Elle pleurait depuis une heure à sa fenêtre, lorsqu’elle vit venir Henriette. Elle eut envie de se renfermer et de ne pas la recevoir ; mais il y avait long-temps qu’elle évitait son amie, elle craignit de l’offenser ou de l’affliger, et se hâtant d’essuyer ses larmes, elle se résigna à cette visite.

Mais au lieu de venir l’embrasser comme de coutume, Henriette entra d’un air froid et sec, et tira brusquement une chaise sur laquelle elle se posa avec raideur. — Ma chère, lui dit-elle après un instant de silence consacré à préparer sa harangue et son maintien, je viens te dire une chose.

Puis elle s’arrêta pour voir l’effet de ce début.

— Parle, ma chère, répondit la patiente Geneviève.
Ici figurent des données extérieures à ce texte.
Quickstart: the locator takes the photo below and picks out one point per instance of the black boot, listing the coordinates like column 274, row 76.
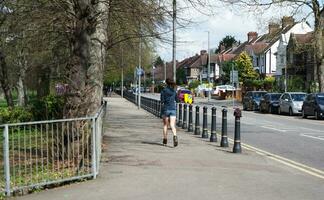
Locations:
column 165, row 141
column 175, row 141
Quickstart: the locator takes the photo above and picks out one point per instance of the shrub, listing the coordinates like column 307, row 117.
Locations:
column 14, row 115
column 49, row 107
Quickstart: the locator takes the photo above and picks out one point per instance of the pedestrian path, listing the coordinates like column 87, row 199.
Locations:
column 136, row 166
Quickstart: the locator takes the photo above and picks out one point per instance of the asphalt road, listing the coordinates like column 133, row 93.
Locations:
column 292, row 137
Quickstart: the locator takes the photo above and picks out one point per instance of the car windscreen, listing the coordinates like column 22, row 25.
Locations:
column 320, row 99
column 298, row 97
column 185, row 92
column 258, row 95
column 275, row 97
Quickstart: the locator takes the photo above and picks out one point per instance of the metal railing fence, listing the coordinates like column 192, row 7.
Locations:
column 41, row 153
column 153, row 106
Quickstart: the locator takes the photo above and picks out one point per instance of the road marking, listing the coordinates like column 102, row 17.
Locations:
column 314, row 137
column 275, row 129
column 293, row 164
column 313, row 130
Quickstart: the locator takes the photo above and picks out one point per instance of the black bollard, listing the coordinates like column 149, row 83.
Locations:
column 237, row 136
column 213, row 137
column 205, row 129
column 184, row 123
column 224, row 141
column 180, row 116
column 197, row 122
column 160, row 109
column 190, row 126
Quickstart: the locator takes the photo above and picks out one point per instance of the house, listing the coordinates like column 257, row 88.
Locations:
column 266, row 60
column 300, row 58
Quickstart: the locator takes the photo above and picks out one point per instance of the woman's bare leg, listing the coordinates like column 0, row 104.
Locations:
column 165, row 127
column 172, row 125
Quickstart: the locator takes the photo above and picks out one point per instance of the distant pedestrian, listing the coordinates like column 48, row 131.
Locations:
column 110, row 91
column 169, row 111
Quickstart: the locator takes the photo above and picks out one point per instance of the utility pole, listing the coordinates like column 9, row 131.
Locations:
column 139, row 74
column 208, row 75
column 174, row 41
column 165, row 63
column 122, row 65
column 286, row 78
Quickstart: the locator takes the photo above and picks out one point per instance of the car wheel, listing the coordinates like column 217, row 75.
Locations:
column 290, row 112
column 317, row 116
column 303, row 114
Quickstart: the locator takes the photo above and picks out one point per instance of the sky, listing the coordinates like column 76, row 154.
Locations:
column 223, row 22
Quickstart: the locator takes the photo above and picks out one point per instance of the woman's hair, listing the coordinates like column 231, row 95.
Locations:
column 170, row 83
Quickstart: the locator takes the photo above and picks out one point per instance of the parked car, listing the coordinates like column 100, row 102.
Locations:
column 269, row 103
column 291, row 102
column 313, row 105
column 181, row 96
column 251, row 100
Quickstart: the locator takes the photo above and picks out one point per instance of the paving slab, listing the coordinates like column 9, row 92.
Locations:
column 135, row 165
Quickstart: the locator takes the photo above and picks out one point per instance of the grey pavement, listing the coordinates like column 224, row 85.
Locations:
column 136, row 166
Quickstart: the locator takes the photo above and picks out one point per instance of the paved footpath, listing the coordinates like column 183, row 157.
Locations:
column 136, row 166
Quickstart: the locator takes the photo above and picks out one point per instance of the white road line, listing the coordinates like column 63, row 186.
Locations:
column 314, row 137
column 313, row 130
column 275, row 129
column 293, row 164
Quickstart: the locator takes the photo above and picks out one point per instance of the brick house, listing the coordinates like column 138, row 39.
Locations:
column 300, row 58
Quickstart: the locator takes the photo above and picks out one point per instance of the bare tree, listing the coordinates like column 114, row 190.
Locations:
column 315, row 8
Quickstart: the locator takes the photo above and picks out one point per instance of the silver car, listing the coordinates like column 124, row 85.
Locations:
column 291, row 103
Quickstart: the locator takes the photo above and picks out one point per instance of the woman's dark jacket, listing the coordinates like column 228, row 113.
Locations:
column 169, row 98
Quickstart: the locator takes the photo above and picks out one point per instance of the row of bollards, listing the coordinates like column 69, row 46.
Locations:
column 182, row 122
column 154, row 106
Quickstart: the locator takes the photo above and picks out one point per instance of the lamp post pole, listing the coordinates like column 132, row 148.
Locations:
column 286, row 78
column 174, row 40
column 139, row 74
column 208, row 73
— Je viens te dire, reprit Henriette en s’animant peu à peu malgré elle, que je ne suis pas contente de toi : ta conduite n’est pas celle d’une amie. Je ne te parle pas de tes devoirs envers la société : tu foules aux pieds tous les principes ; mais je me plains de ton ingratitude envers moi qui me suis employée à te servir et à te rendre heureuse. Sans moi tu n’aurais jamais eu l’esprit de décider André à t’épouser, et si tu deviens jamais madame la marquise, tu pourras bien dire que tu le dois à mon amitié plus qu’à ta prudence. Tout ce que je te demande, c’est de rester avec lui, et de me laisser Joseph.

— Qu’est-ce que vous voulez dire par là ? demanda Geneviève avec un dédain glacial.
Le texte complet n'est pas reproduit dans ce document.